Micronutrients That Can Boost Your Athletic Performance

Updated: Mar 11

We hear a lot about macronutrients (carbohydrate, fat, and protein) when it comes to health and performance, but micronutrients (vitamins and minerals) can often be overlooked. Vitamins and minerals are considered micronutrients since we don’t require them in the same amount as macronutrients. Micronutrients do not provide energy or calories but help release energy from carbohydrates, fat, and protein. There are several essential vitamins and minerals which all play a different and vital role when it comes to assisting the body.

As an athlete, having a strong and stable musculoskeletal system is key to excelling in your sport. Your musculoskeletal system includes bones, cartilage, skeletal muscles, and connective tissues. Weightlifting and training can only take you so far if you have brittle bones. Your muscles connect to your bones and create controlled, precise movements such as standing, walking, and running. If your bones are weak, one wrong pull could result in an injury.


Which Micronutrients Benefit the Musculoskeletal System?

There are three micronutrients that research has shown to improve musculoskeletal factors. They include:

· Vitamin K2 MK-7

· Vitamin D3 (Cholecalciferol)

· Magnesium



Vitamin K2 MK-7

Vitamin K is a generic name for a family of compounds with similar chemical structures. These compounds are called menaquinones (Vitamin K2) and phylloquinone (Vitamin K1).

MK-7 refers to a particular vitamin K chemical structure, and a study done on the comparison of MK-4 and MK-7 Vitamin K supplements showed that taking the MK-7 type led to higher serum levels, over a longer period of time.

Vitamin K is a significant contributor to bone and heart health, as well as normal blood clotting. Deficiency in Vitamin K could lead to a reduction in bone mineralization, which is a contributing factor to osteoporosis.


Vitamin D3 (Cholecalciferol)

Vitamin D is a micronutrient that is obtained from sun exposure and small amounts from food.

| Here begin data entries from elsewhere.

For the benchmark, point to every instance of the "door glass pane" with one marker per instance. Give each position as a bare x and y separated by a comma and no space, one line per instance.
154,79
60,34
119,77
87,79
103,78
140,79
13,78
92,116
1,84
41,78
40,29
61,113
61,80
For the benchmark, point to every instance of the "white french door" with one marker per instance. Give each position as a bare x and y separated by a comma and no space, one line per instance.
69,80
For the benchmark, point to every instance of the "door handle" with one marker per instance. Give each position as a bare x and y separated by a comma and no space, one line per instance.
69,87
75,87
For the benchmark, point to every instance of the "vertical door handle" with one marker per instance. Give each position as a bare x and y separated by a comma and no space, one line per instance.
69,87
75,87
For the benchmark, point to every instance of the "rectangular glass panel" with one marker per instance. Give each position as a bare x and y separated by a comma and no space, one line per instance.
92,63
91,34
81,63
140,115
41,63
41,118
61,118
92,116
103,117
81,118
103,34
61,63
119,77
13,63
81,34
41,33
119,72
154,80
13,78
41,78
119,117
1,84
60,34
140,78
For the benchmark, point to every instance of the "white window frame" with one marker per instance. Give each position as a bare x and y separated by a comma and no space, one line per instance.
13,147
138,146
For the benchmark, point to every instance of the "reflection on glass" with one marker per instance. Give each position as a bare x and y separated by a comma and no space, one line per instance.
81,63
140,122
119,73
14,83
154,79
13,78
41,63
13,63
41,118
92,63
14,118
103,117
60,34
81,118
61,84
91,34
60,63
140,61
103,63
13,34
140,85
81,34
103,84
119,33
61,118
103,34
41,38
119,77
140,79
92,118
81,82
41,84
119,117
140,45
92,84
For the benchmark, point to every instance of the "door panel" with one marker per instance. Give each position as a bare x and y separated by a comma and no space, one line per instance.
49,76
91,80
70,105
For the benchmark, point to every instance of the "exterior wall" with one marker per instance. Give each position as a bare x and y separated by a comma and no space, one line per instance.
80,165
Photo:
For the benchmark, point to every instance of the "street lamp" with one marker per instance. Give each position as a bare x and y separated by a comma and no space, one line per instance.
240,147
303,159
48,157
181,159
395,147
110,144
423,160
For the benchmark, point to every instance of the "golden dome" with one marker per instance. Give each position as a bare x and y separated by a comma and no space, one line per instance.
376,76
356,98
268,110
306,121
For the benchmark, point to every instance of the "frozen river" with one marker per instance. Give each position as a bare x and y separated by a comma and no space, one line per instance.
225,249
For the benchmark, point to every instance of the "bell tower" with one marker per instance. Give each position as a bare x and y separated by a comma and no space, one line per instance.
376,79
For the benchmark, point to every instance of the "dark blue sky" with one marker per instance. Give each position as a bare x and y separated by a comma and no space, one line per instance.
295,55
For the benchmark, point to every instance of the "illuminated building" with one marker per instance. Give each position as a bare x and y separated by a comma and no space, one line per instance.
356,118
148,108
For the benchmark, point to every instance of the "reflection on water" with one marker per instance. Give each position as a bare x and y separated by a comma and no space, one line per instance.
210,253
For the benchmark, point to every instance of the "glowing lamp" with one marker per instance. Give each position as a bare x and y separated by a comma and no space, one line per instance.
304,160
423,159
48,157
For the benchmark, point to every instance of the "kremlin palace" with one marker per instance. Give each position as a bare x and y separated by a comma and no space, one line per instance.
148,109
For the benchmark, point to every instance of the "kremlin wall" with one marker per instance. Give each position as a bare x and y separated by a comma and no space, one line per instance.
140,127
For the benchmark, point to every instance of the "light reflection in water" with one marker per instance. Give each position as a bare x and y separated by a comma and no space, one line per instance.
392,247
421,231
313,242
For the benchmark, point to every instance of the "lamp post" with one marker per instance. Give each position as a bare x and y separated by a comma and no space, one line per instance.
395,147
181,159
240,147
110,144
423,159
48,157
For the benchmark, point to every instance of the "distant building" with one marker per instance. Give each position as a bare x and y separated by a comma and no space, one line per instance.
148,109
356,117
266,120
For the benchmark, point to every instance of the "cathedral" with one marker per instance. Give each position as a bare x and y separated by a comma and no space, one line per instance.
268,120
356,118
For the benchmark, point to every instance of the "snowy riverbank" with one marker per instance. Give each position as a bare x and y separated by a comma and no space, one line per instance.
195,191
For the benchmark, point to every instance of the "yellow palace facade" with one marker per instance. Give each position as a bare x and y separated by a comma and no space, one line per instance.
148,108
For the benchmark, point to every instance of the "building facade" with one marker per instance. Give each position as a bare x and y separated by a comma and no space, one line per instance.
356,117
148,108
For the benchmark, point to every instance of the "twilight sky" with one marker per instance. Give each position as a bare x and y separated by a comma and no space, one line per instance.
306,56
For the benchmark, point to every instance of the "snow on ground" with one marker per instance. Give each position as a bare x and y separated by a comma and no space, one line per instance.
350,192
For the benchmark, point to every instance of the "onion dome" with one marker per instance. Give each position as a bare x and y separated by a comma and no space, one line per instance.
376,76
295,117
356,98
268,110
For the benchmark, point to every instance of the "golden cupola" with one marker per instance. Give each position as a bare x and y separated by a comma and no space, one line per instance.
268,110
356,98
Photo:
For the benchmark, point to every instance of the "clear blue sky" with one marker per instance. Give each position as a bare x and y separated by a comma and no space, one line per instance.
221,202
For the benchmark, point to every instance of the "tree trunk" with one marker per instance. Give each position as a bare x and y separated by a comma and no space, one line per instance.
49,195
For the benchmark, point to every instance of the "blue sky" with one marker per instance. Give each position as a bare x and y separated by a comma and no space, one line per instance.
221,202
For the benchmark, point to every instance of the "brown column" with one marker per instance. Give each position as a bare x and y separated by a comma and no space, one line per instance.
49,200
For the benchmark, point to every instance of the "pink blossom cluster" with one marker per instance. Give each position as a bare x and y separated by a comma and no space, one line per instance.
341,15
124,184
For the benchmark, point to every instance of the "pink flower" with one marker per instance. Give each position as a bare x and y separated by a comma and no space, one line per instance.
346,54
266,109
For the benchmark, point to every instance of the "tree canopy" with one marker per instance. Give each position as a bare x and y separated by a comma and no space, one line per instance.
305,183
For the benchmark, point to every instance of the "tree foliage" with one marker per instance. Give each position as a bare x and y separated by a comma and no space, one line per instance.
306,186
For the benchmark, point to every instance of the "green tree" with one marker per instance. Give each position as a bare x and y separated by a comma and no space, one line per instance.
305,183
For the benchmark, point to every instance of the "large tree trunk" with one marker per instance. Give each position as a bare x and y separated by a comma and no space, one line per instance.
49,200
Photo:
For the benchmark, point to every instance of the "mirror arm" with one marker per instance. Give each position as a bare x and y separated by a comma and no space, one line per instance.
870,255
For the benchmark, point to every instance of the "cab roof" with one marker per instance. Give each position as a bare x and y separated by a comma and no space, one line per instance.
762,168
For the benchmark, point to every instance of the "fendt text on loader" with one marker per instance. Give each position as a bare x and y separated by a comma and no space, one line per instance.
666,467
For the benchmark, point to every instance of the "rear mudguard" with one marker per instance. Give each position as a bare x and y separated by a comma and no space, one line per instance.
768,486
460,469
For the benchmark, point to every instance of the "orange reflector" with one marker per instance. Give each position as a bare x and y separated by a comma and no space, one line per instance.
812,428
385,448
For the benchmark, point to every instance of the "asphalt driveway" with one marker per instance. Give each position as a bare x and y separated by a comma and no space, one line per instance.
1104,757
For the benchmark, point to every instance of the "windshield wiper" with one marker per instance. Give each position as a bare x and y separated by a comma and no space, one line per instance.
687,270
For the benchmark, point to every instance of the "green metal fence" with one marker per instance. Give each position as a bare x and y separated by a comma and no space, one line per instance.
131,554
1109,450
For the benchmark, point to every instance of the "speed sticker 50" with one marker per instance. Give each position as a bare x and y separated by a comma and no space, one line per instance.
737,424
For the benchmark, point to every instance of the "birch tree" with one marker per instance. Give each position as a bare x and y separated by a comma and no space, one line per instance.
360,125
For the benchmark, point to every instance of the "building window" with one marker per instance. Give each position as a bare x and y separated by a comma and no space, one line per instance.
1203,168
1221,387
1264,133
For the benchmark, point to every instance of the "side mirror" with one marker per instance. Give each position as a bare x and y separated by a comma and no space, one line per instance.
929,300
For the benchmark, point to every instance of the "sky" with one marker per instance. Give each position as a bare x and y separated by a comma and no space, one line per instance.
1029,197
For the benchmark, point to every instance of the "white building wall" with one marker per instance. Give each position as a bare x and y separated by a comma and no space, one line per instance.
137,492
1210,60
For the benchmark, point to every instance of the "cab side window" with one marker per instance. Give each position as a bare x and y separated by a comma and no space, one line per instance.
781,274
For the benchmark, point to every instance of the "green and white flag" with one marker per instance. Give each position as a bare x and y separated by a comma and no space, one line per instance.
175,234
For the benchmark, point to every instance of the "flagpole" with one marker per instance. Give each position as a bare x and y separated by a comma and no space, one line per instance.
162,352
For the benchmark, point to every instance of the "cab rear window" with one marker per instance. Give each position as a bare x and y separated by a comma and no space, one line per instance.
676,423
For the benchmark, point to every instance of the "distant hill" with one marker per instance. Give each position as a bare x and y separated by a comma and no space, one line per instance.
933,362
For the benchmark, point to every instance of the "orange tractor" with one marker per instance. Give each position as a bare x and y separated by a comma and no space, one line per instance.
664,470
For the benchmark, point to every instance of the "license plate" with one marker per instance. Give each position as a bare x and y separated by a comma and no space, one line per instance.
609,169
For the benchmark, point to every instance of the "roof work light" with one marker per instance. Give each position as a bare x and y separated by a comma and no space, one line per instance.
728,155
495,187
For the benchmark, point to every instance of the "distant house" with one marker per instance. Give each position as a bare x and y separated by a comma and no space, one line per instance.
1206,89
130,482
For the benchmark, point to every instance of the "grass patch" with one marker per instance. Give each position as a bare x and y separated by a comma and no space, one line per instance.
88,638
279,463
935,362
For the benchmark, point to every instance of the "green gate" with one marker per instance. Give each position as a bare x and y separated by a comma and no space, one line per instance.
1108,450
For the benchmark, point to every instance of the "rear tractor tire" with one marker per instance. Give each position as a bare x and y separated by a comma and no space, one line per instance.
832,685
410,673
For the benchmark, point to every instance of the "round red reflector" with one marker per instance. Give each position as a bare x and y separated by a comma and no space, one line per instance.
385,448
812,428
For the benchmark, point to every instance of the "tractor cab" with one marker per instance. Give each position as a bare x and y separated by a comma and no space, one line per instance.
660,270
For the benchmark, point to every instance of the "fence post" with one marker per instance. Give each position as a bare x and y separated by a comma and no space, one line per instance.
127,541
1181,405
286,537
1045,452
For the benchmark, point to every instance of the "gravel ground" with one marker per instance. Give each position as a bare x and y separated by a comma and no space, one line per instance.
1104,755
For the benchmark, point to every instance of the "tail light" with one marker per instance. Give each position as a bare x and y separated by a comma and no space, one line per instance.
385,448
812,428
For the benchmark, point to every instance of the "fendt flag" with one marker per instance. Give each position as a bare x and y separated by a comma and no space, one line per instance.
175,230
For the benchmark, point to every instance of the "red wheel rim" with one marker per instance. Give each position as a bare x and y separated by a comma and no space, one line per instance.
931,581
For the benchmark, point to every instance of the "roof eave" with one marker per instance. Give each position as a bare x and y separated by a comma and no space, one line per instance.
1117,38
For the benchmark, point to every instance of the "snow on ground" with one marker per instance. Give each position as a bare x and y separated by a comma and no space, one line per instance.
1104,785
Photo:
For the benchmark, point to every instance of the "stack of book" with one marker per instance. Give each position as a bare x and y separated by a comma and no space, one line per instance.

There are two active versions of Vitamin D – calcidiol and calcitriol. Vitamin D3’s active form is calcitriol, and it is beneficial in maintaining blood calcium and phosphorus levels as well as mineralization of bone. Studies have shown that Vitamin D3 supplementation is more efficient at raising serum 25-(OH) D concentrations, (the main vitamin D blood marker) compared to Vitamin D2, and levels of this marker is the best indicator of how much Vitamin D is available in the body.


Magnesium

A mineral found abundantly in the body; magnesium helps regulate many biochemical reactions, including protein synthesis, muscle and nerve function, blood glucose control, and blood pressure regulation. Magnesium also contributes to the structural development of bone and assists with the process that is important to muscle contraction and normal heart rhythm.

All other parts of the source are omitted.